When I said, “I love you,” and soon realized its reciprocal, “You love me,” and its result, “We are in love,” and much later, with its contrary, “I don’t love you,” and finally its opposite, “I hate you,” and when, after a long hiatus, its many reverses blured into, “I have no feeling for you,” I realized my dictionary is a history, written ahead of fact, a compendium of devolution.

Dovina 22-Nov-04/4:16 PM
I read your comments earlier, but Poemranker has been down all day, and I’m just now able to send this reply. The pages still come up very slowly, while other sites work as usual.

I appreciate the great amount of time these “novels” which you have written to me must have taken. While occasionally I find something helpful in them, they seem mostly concerned with angry rebuttals that wander from the topics originally set forth by whoever starts them. And I admit to having started some of the conflicts. When I said, “You have rambled on and on in hopeful appearance of reasonableness,” I meant that you seem struggling to appear reasonable, hoping so much to succeed that you often deviate from the topic you are trying to debate, and leave yourself open for defeat.

While I could refute most of the points you have made in the comments above, I’m going to mention the few things that I find helpful and which I might consider changing in the poem or in my way of pondering life, the two being related.

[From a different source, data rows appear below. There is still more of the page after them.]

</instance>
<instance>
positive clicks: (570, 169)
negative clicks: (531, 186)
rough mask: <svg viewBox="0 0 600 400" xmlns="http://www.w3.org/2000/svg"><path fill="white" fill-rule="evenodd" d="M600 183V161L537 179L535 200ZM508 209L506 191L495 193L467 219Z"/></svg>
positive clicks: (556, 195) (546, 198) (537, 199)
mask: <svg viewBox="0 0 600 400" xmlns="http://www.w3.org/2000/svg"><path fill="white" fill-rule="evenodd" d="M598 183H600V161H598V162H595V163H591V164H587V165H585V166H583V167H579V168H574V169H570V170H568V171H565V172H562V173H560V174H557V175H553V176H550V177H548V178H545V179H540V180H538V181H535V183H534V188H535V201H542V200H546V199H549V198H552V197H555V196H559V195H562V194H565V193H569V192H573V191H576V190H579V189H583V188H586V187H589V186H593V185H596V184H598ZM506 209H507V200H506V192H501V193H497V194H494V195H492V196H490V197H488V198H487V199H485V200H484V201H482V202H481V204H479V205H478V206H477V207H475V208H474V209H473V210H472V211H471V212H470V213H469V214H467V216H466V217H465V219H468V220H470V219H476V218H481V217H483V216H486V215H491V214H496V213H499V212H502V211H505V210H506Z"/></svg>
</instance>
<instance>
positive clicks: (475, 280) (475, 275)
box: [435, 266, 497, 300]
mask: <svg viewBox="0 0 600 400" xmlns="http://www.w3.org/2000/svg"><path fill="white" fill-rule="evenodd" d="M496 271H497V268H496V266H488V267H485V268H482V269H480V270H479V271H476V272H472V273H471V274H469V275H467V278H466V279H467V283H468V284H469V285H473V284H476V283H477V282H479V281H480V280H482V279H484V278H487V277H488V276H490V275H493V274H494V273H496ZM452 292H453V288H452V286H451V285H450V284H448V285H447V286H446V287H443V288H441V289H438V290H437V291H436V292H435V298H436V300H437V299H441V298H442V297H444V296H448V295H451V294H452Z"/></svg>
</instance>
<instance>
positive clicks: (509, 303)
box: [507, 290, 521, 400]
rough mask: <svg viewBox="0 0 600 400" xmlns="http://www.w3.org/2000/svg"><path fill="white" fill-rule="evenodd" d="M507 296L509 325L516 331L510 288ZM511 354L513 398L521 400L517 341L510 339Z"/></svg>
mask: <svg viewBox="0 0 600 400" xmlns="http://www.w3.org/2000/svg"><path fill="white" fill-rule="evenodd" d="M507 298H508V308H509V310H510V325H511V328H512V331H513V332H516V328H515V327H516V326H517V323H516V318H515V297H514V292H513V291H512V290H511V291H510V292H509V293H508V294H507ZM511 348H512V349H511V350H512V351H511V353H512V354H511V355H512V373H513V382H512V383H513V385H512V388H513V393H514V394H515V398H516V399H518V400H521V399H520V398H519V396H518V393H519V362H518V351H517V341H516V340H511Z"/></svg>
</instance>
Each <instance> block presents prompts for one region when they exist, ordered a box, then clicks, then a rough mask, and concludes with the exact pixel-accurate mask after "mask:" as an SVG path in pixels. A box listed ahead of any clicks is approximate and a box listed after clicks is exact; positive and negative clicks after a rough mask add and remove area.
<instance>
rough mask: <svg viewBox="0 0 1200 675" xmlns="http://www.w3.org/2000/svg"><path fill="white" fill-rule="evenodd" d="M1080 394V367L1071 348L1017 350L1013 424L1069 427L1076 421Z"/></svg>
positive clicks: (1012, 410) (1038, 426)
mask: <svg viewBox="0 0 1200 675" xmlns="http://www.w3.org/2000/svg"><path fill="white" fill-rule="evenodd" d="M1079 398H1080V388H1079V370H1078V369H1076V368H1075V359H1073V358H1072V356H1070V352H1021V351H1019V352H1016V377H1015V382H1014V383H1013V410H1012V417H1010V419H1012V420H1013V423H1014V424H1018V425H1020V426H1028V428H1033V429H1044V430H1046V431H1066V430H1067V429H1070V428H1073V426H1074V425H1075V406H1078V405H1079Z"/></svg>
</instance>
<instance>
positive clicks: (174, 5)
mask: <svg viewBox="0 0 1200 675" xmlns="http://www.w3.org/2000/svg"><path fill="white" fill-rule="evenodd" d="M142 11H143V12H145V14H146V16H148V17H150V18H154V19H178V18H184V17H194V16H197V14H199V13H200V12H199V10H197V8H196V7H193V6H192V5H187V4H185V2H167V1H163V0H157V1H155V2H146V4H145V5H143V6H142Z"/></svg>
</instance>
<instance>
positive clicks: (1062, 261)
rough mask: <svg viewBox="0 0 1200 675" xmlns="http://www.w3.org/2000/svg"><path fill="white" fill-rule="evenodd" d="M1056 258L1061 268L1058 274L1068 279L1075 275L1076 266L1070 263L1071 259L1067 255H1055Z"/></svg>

I did not know that I “have the idea that philosophy is some kind of useless dangling separate entity existing in its own rather stale ether and having nothing to do with felt life,” but to the extent that I do or did, I should change or have changed.
The contrary of “I love you” could, as you say, be many different things including, but not limited to “I don’t love you.” The Bush administration’s position on the Iraq war and the contrary position is a good example.